Non-adherence with ASMs is likely to make an important contribution to the gap between what medication could achieve in an ideal world and what it does achieve in reality. A systematic review previously published in Seizure related non-adherence to specific beliefs about medications, comorbid depression and anxiety, poor medication self-administration management, uncontrolled recent seizures, frequent medication dosage times, poor physician-patient relationship and social support (2).

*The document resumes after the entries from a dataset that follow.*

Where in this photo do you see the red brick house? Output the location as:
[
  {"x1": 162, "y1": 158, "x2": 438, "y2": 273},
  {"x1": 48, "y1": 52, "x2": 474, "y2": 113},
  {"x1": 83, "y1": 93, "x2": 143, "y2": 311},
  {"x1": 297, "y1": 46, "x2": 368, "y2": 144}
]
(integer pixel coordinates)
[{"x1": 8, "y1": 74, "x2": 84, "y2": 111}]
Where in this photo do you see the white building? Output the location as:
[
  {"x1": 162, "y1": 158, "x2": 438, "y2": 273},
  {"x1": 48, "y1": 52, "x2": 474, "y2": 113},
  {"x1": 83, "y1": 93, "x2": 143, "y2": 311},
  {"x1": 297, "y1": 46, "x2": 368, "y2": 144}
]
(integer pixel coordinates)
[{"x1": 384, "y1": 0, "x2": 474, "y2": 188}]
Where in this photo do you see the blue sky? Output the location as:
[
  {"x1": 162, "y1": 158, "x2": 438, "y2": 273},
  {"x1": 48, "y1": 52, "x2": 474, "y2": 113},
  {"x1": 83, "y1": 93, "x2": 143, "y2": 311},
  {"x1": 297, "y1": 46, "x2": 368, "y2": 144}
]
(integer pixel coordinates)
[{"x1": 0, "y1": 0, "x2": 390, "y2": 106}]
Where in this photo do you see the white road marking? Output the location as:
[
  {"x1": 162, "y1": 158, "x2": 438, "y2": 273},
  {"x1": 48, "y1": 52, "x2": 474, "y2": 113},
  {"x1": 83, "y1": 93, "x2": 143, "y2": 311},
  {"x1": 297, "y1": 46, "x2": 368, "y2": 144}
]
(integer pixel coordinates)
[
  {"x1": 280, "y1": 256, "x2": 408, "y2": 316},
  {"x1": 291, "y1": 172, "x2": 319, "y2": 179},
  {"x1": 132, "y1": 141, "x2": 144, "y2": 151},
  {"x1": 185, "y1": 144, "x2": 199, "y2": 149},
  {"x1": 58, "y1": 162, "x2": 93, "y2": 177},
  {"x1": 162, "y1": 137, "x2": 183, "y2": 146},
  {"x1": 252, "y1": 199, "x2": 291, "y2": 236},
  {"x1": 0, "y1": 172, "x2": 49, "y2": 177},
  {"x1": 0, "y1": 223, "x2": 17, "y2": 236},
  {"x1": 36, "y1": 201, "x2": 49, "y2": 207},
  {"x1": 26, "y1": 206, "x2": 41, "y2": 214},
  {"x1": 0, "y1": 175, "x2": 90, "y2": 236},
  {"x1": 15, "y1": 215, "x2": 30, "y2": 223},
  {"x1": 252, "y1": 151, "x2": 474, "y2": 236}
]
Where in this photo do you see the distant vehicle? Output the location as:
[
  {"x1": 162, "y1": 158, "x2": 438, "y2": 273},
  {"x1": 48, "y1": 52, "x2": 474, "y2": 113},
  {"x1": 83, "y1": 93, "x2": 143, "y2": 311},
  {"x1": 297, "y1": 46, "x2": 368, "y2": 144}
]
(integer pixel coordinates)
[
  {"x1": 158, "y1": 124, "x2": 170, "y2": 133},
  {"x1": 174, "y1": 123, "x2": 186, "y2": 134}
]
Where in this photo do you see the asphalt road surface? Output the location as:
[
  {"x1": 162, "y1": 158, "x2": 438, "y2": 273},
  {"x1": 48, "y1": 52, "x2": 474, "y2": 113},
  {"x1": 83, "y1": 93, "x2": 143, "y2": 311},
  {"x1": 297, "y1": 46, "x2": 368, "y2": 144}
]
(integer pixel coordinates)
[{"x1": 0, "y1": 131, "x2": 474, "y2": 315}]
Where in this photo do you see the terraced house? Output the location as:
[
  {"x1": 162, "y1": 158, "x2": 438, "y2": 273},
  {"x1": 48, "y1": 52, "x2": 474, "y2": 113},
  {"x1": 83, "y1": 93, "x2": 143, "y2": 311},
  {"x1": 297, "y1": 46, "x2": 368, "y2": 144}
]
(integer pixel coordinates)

My editor’s choice from the current volume of Seizure is a research study by Alex D. Marshall et al. using routinely available health service data from a total of 6,449 patients to explore one particular manifestation of non-adherence: the non-persistence with a newly started ASM (3). The authors focussed particularly on the effects of sociodemographic variables and comorbidities but also looked at the effects of ASM choice on persistence. The most striking finding is that only 45% of patients who were started on a first ASM after they had received a diagnosis of epilepsy persisted for at least one year. Persistence rates were not higher in the 46% of patients who received a second ASM during the eight-year study period. Almost 10% of patients never persisted with any ASM for at least one year. Persistence for at least three months ranged from 25.7% to 78.6% between different ASMs, with lacosamide, lamotrigine and levetiracetam faring much better than carbamazepine or topiramate. To some extent, non-persistence may have reflected the efforts of clinicians to achieve seizure control with as few side effects as possible. However, the fact that persistence was significantly lower in younger people and those who had previously been nonpersistent with ASMs suggests that attitudes towards medication taking, risk, social and educational factors may also have been relevant.
While the investigation of routinely collected healthcare data often raises questions which need to answered with research using other methods, this paper demonstrates that epilepsy management models restricting the input of specialist service to the diagnosis and prescription of a first ASM are likely to fail the many PWE who need more time, education and expert input after the diagnosis of epilepsy and before they have found a treatment that suits them and that they are able and willing to take.
(1) Joint Epilepsy Council of the UK and Ireland. Epilepsy prevalence, incidence and other statistics, 2011. https://d3imrogdy81qei.cloudfront.net/instructor_docs/373/29_05_2016_Joint_Epilepsy_Council_Prevalence_and_Incidence_September_11.pdf
(2) O'Rourke G, O'Brien JJ. Identifying the barriers to antiepileptic drug adherence among adults with epilepsy. Seizure-European Journal of Epilepsy 2017;45:160-8.Sperling MR, Barshow S, Nei M, Asadi-Pooya AA. A reappraisal of mortality after epilepsy surgery. Neurology 2016 24;86:1938-44.
(3) Marshall AD, Pell JP, Askarieh A, Leach JP, Heath C. The influence of demographics and comorbidity on persistence with anti-seizure medication. Seizure 2022; 97:88-93.